Insurance coverage prompts change in internship procedure
Every summer, dozens of Waynesburg University students complete internships as a part of their complete education.
Much of the time, the internships count for credit toward their major or minor field of study.
The process is largely the same, regardless of the students’ varying disciplines. During the spring before the internship, they register for an internship course for the following fall semester, worth upwards of three credit hours. They complete the internship, keeping records as required by their department and take the corresponding course in the fall to unpack the results of the experience.
Now, the university is making a change to the way credits are assigned for summer internships. Students completing an internship during the summer months must be registered for one credit hour during the summer.
“What we wanted to do is to make sure that all of our students who are interning in the summer were officially registered with the university, to make sure they are covered by the university’s insurance,” said Dr. Jacquelyn Core, provost and vice president for Academic Affairs at the university.
Core said there haven’t been any issues with insurance coverage for student interns, but the university wanted to ensure that, should a situation arise, there is no doubt that students are affiliated with the institution during those summer months.
The internship process for students will remain largely unchanged.
They will continue to register for the correct number of internship credit hours for the fall. The registrar will then switch one credit hour from the fall to the summer. As such, the total amount of credit taken for the internship will not change, it will just be split between the summer and fall registration periods. Because of this, students will not pay for the credit during the summer.
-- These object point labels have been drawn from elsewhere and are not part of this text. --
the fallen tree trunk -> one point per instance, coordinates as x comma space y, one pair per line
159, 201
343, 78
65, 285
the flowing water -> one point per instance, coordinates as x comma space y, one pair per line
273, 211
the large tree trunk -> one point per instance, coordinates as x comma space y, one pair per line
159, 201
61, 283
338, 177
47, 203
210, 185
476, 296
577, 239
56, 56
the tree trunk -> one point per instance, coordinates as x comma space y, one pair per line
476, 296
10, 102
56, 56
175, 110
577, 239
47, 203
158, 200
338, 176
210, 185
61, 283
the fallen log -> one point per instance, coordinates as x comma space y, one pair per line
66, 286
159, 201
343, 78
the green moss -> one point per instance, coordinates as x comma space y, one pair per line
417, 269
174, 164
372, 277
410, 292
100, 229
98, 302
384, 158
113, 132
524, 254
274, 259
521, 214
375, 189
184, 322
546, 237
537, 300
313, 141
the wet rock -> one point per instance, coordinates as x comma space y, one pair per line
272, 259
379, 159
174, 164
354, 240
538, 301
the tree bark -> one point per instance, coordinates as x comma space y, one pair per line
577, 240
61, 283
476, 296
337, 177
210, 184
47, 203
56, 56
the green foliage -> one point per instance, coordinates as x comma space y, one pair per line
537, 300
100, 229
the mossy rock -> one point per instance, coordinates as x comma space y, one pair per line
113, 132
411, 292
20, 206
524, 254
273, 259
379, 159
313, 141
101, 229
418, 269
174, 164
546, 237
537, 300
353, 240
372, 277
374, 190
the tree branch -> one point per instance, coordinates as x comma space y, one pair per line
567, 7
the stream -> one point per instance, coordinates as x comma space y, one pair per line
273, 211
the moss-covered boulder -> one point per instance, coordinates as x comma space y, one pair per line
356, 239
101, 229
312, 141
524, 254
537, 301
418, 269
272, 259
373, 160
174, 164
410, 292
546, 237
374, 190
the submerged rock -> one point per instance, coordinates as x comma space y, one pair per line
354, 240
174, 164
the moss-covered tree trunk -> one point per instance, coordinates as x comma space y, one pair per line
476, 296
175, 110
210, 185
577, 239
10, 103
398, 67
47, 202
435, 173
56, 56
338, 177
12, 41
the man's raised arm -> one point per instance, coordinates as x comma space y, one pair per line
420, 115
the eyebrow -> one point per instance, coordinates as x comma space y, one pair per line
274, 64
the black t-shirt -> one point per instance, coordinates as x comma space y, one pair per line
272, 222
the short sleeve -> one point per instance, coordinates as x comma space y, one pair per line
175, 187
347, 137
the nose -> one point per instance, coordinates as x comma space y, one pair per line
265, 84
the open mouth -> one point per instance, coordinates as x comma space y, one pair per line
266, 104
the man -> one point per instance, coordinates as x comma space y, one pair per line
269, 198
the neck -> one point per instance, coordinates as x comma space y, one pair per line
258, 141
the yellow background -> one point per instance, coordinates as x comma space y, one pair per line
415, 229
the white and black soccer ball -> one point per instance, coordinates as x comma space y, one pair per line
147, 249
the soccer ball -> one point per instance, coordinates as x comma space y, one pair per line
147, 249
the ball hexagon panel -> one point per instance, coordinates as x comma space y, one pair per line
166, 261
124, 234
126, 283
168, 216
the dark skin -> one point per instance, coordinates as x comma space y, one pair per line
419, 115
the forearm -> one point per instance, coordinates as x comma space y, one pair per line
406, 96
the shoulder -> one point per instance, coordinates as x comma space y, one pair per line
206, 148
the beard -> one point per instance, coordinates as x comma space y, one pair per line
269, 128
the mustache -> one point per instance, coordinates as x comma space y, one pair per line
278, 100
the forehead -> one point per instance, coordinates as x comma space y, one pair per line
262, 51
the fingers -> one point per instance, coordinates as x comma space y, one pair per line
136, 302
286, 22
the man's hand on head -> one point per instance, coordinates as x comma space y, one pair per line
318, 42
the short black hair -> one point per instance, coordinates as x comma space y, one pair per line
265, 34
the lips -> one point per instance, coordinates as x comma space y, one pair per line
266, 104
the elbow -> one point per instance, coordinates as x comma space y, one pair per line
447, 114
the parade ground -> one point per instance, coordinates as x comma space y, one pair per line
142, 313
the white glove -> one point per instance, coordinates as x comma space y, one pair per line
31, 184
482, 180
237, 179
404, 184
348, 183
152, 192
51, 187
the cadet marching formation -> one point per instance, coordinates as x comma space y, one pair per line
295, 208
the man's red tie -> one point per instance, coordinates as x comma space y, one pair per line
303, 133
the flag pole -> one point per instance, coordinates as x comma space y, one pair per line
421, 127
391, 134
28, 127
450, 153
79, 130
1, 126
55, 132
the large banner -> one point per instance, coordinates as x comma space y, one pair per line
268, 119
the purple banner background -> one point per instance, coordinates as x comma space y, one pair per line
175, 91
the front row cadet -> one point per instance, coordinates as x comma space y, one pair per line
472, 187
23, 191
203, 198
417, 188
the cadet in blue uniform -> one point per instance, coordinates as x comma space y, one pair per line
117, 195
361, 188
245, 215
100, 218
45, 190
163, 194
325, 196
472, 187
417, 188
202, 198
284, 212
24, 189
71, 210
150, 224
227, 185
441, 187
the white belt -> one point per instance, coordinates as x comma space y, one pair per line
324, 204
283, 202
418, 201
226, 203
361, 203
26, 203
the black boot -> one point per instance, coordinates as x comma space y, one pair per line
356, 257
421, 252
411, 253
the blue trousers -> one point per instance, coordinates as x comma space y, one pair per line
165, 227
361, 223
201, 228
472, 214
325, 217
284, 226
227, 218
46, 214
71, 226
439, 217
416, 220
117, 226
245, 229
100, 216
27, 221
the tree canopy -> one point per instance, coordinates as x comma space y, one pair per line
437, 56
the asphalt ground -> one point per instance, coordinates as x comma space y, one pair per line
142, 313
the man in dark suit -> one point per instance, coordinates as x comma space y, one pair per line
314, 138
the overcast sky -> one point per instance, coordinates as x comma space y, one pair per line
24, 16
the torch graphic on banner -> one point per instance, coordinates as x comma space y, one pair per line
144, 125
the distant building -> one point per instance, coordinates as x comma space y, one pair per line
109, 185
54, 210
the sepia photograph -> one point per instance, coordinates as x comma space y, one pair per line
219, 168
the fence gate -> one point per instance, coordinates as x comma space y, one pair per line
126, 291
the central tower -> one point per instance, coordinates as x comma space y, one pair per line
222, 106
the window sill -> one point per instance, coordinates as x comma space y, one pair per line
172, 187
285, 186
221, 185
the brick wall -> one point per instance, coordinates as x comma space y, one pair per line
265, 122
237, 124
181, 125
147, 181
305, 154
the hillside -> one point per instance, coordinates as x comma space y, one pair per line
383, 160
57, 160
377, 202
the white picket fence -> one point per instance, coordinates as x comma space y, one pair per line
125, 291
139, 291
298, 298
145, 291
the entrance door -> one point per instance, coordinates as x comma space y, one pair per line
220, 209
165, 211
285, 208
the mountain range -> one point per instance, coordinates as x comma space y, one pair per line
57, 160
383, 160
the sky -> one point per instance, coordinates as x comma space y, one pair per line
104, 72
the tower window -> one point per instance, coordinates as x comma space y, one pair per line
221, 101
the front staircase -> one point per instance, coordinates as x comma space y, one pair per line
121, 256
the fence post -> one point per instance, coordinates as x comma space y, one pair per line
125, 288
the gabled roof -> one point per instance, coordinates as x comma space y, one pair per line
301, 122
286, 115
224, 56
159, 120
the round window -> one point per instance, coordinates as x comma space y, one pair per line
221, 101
“It should not have any functional impact on the students at all,” said Core. “It’s not any expense to the students, it’s just to make sure that they are officially affiliated with the university to provide them with affiliation and the protection that provides as a part of their internship.”
Internships that are not being taken for credit, or are ‘unofficial,’ are not subject to these changes.
The alteration to the way internship credits are assigned began last summer, but students interning last summer were not aware of the change.
“When we started thinking about it, we went ahead and switched students and made notification to them that we did it,” said Core. “But the students didn’t know in advance. We said, ‘we are about to change your schedule, this is what we’re doing and there isn’t going to be a cost to you.'”
Beginning the summer of 2016, students will be aware of the change prior to their internship.
Core emphasized that the new policy is for safety’s sake, more than anything.
“It’s not that we thought necessarily that they wouldn’t be covered, it’s that we wanted to make sure that there could be no argument that they weren’t,” said Core.
Core said that students who have been so far affected generally feel positively about it.
“For the most part students were really grateful,” said Core. “I think they’re glad that people are thinking about them and making sure that they’re taken care of and protected.”